The pound strengthened to 89.97 pence per euro, from 90.55 yesterday, brining its gain in January to 6.4 percent, the most since the euro’s debut in 1999. It was little changed at $1.4290, for a 2.1 percent loss this month.
The pound “is showing signs of turning the corner,” Greg Gibbs, director of foreign-exchange strategy at ABN Amro Holding NV in Sydney, wrote in a note to clients. “However it still has considerable work to do to the shake off the bear trend.”
Europe’s inflation rate dropped to 1.1 percent in January, the lowest since July 1999, and the unemployment rate rose to 8 percent in December, the highest in two years.
The franc appreciated as much as 0.5 percent to 1.4826 per euro, the strongest since Jan. 21, before trading at 1.4867.
‘Painful’ Franc
While the franc’s 10 percent advance against the euro in the past six months was “painful” for the country’s exporters, Roth said in a Bloomberg Television interview yesterday he saw no need to act. SNB Vice-President Philipp Hildebrand said last week policy makers are ready to sell an “unlimited” amount of francs to prevent it appreciating.
The yen strengthened 2.1 percent to 57.51 versus the Australian dollar, from 58.71 yesterday. Japan’s current-account surplus makes the yen attractive to investors in times of financial turmoil because it makes the country less reliant on capital markets.
“We like selling dollar-yen,” analysts led by Jim McCormick, London-based global head of foreign-exchange and local-markets strategy at Citigroup Inc., wrote in a research note yesterday. “Structural yen appreciation has yet to run its course as there remains scope for investors to unwind shorts.”
A short position is a bet an asset will decline.
Factory Output
Japan’s factory output fell a record 9.6 percent in December from the previous month, the Trade Ministry said today in Tokyo. The jobless rate climbed to 4.4 percent and household spending slid 4.6 percent, separate reports showed.
The Japanese currency will probably extend gains through the end of the country’s fiscal year on March 31 as exporters buy it to hedge revenue and money managers bring funds home amid the global slump, according to Barclays Capital.
The yen also may advance as investors reduce so-called carry trades, where they borrow in the currency to invest in nations where interest rates exceed Japan’s 0.1 percent, said Toru Umemoto, chief currency strategist at Barclays.
“We expect even further yen appreciation toward the Japanese fiscal year end in March, as both corporate hedging and investor repatriation flows support the currency,” Tokyo-based Umemoto said. “We believe the dollar will decline to 84 yen in three months.”

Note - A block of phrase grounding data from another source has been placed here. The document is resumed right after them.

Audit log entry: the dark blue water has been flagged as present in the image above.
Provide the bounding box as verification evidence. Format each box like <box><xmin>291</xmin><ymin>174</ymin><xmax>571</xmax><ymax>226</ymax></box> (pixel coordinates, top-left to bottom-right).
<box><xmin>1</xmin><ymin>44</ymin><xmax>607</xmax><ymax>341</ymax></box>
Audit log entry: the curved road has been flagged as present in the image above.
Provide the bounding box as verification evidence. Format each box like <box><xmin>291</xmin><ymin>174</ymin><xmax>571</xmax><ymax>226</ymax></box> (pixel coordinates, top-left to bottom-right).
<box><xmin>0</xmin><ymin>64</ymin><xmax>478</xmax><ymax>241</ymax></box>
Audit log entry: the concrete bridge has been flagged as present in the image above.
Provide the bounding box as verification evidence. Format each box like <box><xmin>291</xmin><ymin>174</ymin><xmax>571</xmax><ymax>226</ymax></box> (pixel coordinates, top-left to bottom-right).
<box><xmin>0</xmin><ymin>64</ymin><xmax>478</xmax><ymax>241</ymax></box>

Honda Motor Co., Japan’s second-largest automaker, slashed its full-year profit forecast 57 percent today as vehicle demand in the U.S. plunged and the yen gained against the dollar, eroding the value of exports. The Nikkei 225 Stock Average slid 3.1 percent today and the MSCI World Index lost 0.9 percent.
GDP Report
Demand for dollars may weaken on speculation a U.S. government report today will show the world’s biggest economy shrank at the fastest pace since 1982.
“From a fundamental perspective, the GDP report would be negative for the dollar and market sentiment,” said Lee Wai Tuck, a currency strategist at Forecast Pte Ltd. in Singapore.
U.S. gross domestic product contracted at a 5.5 percent annual rate from October through December, according to a Bloomberg survey before the Commerce Department reports the figure in Washington.
The ICE’s Dollar Index, which tracks the greenback versus the euro, the yen, the pound, the Canadian dollar, the Swedish krona and the Swiss franc, rose 0.5 percent to 85.717, a third day of gains. It rose 6 percent this month, following a 6 percent advance last year.